Many blowdryers have "cool shot" buttons which turn off the heater and just blow room temperature air while the button is pressed. This function is useful in helping to maintain the hairstyle by setting it. The cold air also reduces frizz and can help to bolster the shine in the hair. Many also feature "ionic" operation, to reduce the amount of static electricity build-up in the hair. Manufacturers also claim this makes the hair "smoother", but this has not been confirmed by independent testing. Still it is worth considering.

While sitting under a salon-style hairdryer (also known as "rigid-hood dryer") a thin plastic cap should be worn to evenly distribute the heat. Regardless of the dryer type, the temperature should be kept well below 140 degrees—the temperature at which skin burns. And the hair should be at room temperature when finished.
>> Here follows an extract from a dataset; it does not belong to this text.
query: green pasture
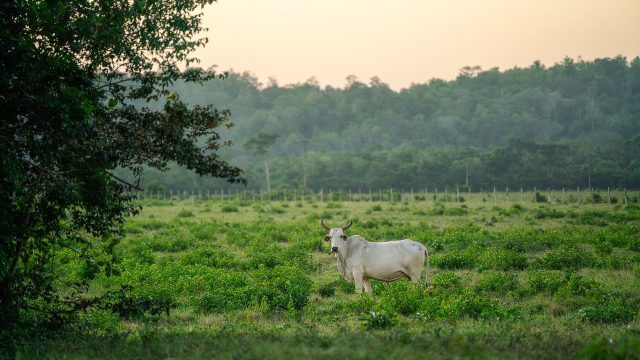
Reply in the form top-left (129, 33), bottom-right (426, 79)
top-left (13, 198), bottom-right (640, 359)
Hair that is singed should be cut away below the damaged part as soon as possible.

Mechanical Stress

Mechanical stress results from anything that pulls or crushes the hair with a force that is greater than the tensile strength of the hair being stressed. Examples include tugging a comb through matted hair, repeated combing or brushing, especially if the comb or brush is hard. Massaging the hair is not harmful if it is done properly—rubbing the hair up towards the scalp with the soft pads of fingers, because fingers are not hard or narrow enough to exert sufficient force. Care should be taken to avoid fingernails, because massaging hair with hard objects can cause significant damage.

Chemical Stress

As discussed in the section above titled pH Factor & Hair, any chemical that causes hair to move outside of the acid balance of 4.5 to 5.5 creates a harmful stress and should be counter-acted immediately with shampoos and conditioners that restore an acid balance. Excessive application of hair products such as perms and hair coloring may strip protective layering off the outside of the hair's shaft and weaken the hair, making the hair prone to split ends.

Hair grows an average of ½ inch per month. It is advised that your hair should be cut at minimum once every four weeks. Trimming as little as ¼ of an inch off the ends will keep split ends from forming.

Summary

To keep hair healthy there are just two important rules: first, keep split ends trimmed off, and second keep hair clean and conditioned with products that leave it in a pH range of 4.5 to 5.5.